Viel schwächer agiert Interplay auch danach nicht mehr, wiewohl die Eindrücke weniger griffig werden und eher ästhetische Variationen ohne zwingend hängen bleibende Motive darstellen. Das elegisch schippernde Stay Free atmet bei Akustikgitarre und Klavier atmosphärisch einnehmend durch und fügt sich nahtlos in die grundlegende Stimmung des Albums ein, derweil das verträumte Last Night I Went Somewhere to Dream in Schönheit mäandert und Sunrise Chaser konsequenzfrei mit einer milden Assimilation futuristischem Funk-Schattierungen flirtet.
Midnight Rider lehnt sich in die motorische, massive Rhythmussektion, läuft abseits seiner Texturarbeit aber auch eindruckslos durch und hätte wie das rockiger, hymnischer gedachte Portland Rocks wohl deswegen als externe B-Seite mehr genützt, weil das letzte Drittel der (in der zweiten Hälfte etwas nachlassenden) Platte durch die Beschaffenheit von Essaouira (ein Nachhall, der angenehm unaufdringlich und formoffen plätschernd an die tanzbaren Auswüchse der Insel in den 90ern gemahnt) und dem ambienten Nebel Yesterday Is Just a Song sich ein wenig zu ziehen beginnt. (Derartige Dinge hat Andy Bell außerdem zuletzt im Alleingang etwas intensiver und variabler hinbekommen!)

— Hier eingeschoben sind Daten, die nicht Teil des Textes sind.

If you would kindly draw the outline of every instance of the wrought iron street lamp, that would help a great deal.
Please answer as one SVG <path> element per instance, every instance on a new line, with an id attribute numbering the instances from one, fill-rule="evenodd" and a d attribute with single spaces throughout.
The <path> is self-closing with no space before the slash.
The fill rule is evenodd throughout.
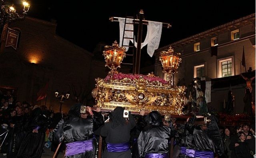
<path id="1" fill-rule="evenodd" d="M 69 93 L 67 93 L 65 94 L 60 94 L 58 90 L 55 92 L 55 97 L 60 99 L 60 112 L 61 113 L 61 108 L 62 105 L 62 103 L 64 102 L 63 100 L 65 99 L 67 99 L 69 98 L 70 94 Z"/>
<path id="2" fill-rule="evenodd" d="M 22 4 L 23 12 L 22 15 L 20 15 L 16 13 L 16 10 L 13 4 L 8 4 L 3 0 L 0 0 L 0 26 L 14 20 L 24 19 L 27 15 L 30 5 L 25 1 L 23 1 Z"/>
<path id="3" fill-rule="evenodd" d="M 181 62 L 180 53 L 174 53 L 170 46 L 167 51 L 163 51 L 160 53 L 160 60 L 163 68 L 163 72 L 168 75 L 169 84 L 173 85 L 172 82 L 172 76 L 178 72 L 177 69 Z"/>
<path id="4" fill-rule="evenodd" d="M 103 55 L 106 62 L 105 66 L 110 69 L 109 73 L 112 78 L 113 73 L 117 73 L 116 69 L 120 67 L 120 64 L 126 55 L 125 48 L 119 47 L 116 41 L 112 46 L 106 45 L 104 47 Z"/>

Überhaupt ist Interplay mit fast einer Stunde Spielzeit trotz eines runden (und tatsächlich ausfallfreien) Flusses ein klein wenig zu lange ausgefallen, denn im Kontext finden Ride einfach nicht exakt zum Punkt – durchaus symptomatisch für den Zustand des Albums an sich.
In Summe vermittelt der kaum spannende Sound schließlich ein allgegenwärtiges vitales Altherren-Flair, das die Ausstrahlung kompetenter Klasse und mittelmäßiger Austauschbarkeit gleichermaßen nährt: Jeder Moment hier gefällt (auch wenn die Vocals zu unverbindlich begleiten) und wirken aufs Ganze betrachtet trotzdem auch stets ein bisschen egaler als notwendig. Ohne Genieblitze macht Interplay nämlich nichts falsch und nichts überragend, ist nie schlecht und nie grandios – jedoch immer auf verdammt okaye Weise gut. Wirklich gut!
(Weil sich das Verlangen, das Album als Gesamtwerk aktiv zu konsumieren, selbst mittelfristig allerdings schätzungsweise eher im überschaubaren Rahmen bewegen dürfte, reicht es dann abschließend – eventuell unverdienterweise! – nicht für das Aufrunden zwischen den Punkten der abschließenden, irgendwie in gewisser Hinsicht doch zu hart für die Platte scheinende Bewertung).